Fig. 8: Effective distance and arrival time analysis

For each potential district as outbreak origin we computed the Pearson correlation of arrival time and effective distance and ranked all districts with respect to correlation magnitude. The actual outbreak origin Uelzen is ranked at position 30. High correlation districts all lie in Northern Germany.

Discussion and conclusion

We introduced a fast and efficient approach for the identification of the origin during food-borne disease outbreaks and evaluated the approach in the context of the 2011 EHEC/HUS outbreak in Germany. A clear advantage of the method is the robust performance on the basis of limited case report data and plausible topological assumptions concerning the underlying food distribution network. When applied to the 2011 EHEC/HUS outbreak in Germany, our method was able to identify an outbreak origin in close proximity to the actual outbreak location (Uelzen, Lower Saxony). Already three days (May 22nd, 2011) after spatial infection clustering, the effective distance approach was able to reconstruct the actual origin. This is particularly promising, as in the context of EHEC/HUS, conventional outbreak investigations, including case-control- and cohort-studies as well as sample testings and tracings along the food-shipping chain,wrongly suggested tomatoes, leafy salads and cucumbers as contaminated foods. When specific suspicions arose that cucumbers imported in Hamburg would be the infection source, our method classifies Hamburg to be a very unlikely origin. The consideration of such contradictory information could have lead to more spatially targeted sample testing, and, therefore could have improved the efficiency of the outbreak investigations.
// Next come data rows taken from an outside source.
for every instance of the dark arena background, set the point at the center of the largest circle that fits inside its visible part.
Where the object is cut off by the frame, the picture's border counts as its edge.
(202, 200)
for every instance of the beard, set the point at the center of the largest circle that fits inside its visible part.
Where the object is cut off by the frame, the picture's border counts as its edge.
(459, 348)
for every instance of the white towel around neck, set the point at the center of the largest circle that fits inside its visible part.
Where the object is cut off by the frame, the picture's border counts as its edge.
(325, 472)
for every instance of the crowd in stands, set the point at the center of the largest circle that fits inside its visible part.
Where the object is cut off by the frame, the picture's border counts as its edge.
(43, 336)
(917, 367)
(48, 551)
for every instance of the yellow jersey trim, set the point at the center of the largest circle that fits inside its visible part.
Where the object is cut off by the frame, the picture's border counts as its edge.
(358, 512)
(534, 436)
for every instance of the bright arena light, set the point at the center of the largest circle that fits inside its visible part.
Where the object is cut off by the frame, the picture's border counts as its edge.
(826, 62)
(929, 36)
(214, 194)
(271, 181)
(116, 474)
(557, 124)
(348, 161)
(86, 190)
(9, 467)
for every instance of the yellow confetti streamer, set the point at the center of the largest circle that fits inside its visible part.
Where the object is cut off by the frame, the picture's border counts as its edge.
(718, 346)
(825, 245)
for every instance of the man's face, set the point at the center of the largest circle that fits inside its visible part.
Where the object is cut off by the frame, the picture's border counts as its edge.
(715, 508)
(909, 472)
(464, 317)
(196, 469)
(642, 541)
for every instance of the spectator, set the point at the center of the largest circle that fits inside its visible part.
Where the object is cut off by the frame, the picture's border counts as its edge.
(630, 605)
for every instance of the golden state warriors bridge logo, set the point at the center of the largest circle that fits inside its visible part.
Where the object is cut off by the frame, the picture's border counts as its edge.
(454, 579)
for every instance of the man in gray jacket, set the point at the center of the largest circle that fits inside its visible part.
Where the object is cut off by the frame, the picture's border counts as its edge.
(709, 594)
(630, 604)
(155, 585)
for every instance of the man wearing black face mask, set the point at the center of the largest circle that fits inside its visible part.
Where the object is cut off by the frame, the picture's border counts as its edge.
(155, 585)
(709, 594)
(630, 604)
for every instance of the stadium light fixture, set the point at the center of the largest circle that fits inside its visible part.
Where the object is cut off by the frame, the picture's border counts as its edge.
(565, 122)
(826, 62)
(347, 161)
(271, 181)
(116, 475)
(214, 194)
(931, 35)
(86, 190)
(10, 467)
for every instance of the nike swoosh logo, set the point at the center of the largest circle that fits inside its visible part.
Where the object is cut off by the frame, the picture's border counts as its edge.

We believe that this method can complement conventional methods of origin localization of food-borne diseases and consequently facilitate a more timely success which is vital for the development of containment strategies. The underlying network definition by the gravity model is very flexible, so that the transmission vehicle does not has to be known. Basically, the network could also capture a combination of food transportation routes as well as human mobility pattern. As our method is structurally quite general and just derived from topological features of the underlying distribution networks, we believe that our approach may be adapted and applied to a variety of contagion phenomena, human-to-human transmissible diseases, and disease dynamics on individual based contact networks and human-mediated bioinvasion processes.